Another change is the reduction of the Husky Village Community Center’s hours of operation. They are now 11:30 am – 2:00 pm Monday through Saturday. HVCC hours have been decreased so the student desk staff would only be in the office to perform essential functions. These changes were done with resident and staff safety in mind. 

“​In student housing, the health and safety of our residents is the top priority for us. We changed some of our policies to reflect this,” says Lopez. “We are being extra cautious, however, and are having our RA team disinfect popular “touch points” such as the hallways door handles in Campus View, the HVCC Door handles and Bathroom Handles, and the front desk frequently throughout the day.”

Other Notable Changes to on-campus housing are as follows:

●  Disallowance of guests in the units

●  Closure of the lounge area

●  Requesting students to cover their mouth and nose when entering the HVCC

●  Implementation of weekly check-ins with residents.

Residents have also been asked to stay at home if they develop symptoms. Anyone experiencing symptoms of cough, fever, or shortness of breath need to stay home and let their RA know that they are ill and their RA will work with them to create a plan to make sure they get what they need.

“[C]onsider covering your mouths with any cloth that you have access to, to avoid the spread of germs[…] something is better than nothing!” says an email from the Housing and Residential Life Team.

Residential Advisors were also given the same move-out offer as residents were. Residential life now has eight Resident Advisors compared to the ten that they had before. 

“We wanted to give our Resident Advisors an opportunity to be home with their families before the stay at home order took into effect,” says Karan Sandhu, the Residential Director of Residential Education at UW Bothell. “We still have around ninety students living on campus,” says Sandhu.

Not everything has changed, however.
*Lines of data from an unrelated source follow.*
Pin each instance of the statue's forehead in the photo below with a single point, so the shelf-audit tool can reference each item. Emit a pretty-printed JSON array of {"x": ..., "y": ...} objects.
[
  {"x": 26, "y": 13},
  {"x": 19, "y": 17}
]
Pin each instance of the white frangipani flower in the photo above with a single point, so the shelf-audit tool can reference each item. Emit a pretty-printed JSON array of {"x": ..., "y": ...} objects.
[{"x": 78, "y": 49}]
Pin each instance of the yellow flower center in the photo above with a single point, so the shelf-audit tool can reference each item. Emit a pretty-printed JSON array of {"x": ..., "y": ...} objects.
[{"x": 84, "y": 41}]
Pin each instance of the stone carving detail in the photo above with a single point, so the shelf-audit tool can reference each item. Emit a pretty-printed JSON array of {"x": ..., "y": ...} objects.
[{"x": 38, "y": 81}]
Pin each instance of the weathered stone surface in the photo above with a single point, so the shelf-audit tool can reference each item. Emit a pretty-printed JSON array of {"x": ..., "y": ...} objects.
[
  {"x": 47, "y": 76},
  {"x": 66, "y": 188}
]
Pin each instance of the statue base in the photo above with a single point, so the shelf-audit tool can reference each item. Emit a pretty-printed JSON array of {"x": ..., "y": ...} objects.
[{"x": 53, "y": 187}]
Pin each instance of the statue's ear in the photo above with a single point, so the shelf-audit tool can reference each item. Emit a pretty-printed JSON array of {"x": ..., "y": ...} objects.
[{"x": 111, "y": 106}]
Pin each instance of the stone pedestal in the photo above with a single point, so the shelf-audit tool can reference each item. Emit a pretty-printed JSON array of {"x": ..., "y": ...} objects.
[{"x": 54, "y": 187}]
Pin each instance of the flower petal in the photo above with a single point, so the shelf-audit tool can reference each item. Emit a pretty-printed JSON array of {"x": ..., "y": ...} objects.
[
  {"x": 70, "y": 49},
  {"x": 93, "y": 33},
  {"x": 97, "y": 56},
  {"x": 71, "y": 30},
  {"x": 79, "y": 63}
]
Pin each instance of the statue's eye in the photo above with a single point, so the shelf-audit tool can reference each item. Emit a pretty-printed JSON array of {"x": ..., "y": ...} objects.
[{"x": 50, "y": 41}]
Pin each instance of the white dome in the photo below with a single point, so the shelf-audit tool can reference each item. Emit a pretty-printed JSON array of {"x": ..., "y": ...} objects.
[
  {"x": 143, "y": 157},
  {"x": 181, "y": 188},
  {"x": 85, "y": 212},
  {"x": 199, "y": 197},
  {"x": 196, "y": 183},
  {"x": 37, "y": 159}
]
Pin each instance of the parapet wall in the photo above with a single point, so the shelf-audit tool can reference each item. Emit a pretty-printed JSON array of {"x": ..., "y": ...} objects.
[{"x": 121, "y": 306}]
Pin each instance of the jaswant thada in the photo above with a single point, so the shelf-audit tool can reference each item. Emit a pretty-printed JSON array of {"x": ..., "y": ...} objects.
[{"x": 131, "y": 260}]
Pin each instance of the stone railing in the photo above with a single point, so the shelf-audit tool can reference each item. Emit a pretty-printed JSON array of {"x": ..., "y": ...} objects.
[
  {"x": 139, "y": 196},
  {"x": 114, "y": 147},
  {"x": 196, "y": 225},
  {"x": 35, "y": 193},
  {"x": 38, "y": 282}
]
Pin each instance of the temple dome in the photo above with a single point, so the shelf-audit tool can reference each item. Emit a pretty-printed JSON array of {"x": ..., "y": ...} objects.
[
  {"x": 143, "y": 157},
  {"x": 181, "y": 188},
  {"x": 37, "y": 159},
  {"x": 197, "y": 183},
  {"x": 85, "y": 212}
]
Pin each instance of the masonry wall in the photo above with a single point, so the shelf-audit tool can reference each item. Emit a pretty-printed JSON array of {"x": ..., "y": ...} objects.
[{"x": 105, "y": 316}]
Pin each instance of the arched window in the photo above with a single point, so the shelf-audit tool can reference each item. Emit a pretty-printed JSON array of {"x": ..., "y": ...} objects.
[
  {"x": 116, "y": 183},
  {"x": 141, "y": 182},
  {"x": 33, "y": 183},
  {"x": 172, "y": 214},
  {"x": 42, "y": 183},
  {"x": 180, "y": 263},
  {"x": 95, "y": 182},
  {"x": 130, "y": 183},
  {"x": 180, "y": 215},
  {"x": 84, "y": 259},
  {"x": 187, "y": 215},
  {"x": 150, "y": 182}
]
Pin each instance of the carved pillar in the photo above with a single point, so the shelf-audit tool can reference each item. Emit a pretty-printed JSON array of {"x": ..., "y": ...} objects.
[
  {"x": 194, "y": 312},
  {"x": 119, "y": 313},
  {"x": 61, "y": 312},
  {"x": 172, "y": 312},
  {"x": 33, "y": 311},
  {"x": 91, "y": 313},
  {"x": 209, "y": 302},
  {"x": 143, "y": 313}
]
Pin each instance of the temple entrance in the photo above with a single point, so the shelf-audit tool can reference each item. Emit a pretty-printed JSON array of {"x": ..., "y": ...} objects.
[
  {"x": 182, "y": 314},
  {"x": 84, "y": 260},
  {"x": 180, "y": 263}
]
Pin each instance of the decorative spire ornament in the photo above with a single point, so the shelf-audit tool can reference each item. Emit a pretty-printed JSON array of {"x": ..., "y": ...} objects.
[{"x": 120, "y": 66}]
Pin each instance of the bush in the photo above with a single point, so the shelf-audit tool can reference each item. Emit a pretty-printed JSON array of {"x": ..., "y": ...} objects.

The Resident Advisors continue to operate on a 24/7 on-call duty rotation as they did before.

The story is different for the Residential Hall Association. Since they are no longer on-campus, they will no longer be programming spring quarter, says an email on April 9th from the UWB Housing and Residential Life Team.

Thankfully, Residential Life is still holding events—albeit virtual—for residents. These include seminars, movie viewings, and more. You can follow Student Engagement Activities and Recreation and Wellness for more information, or follow this link for the new “Virtual Activities” page: www.uwb.edu/sea/virtualactivities.

“I feel very grateful to be working with UWB students and hold a lot of Husky pride in my heart,” says Sandhu.

Lopez puts it perfectly: “[W]e will always be here for our residents *even if we have to be 6 feet away*.”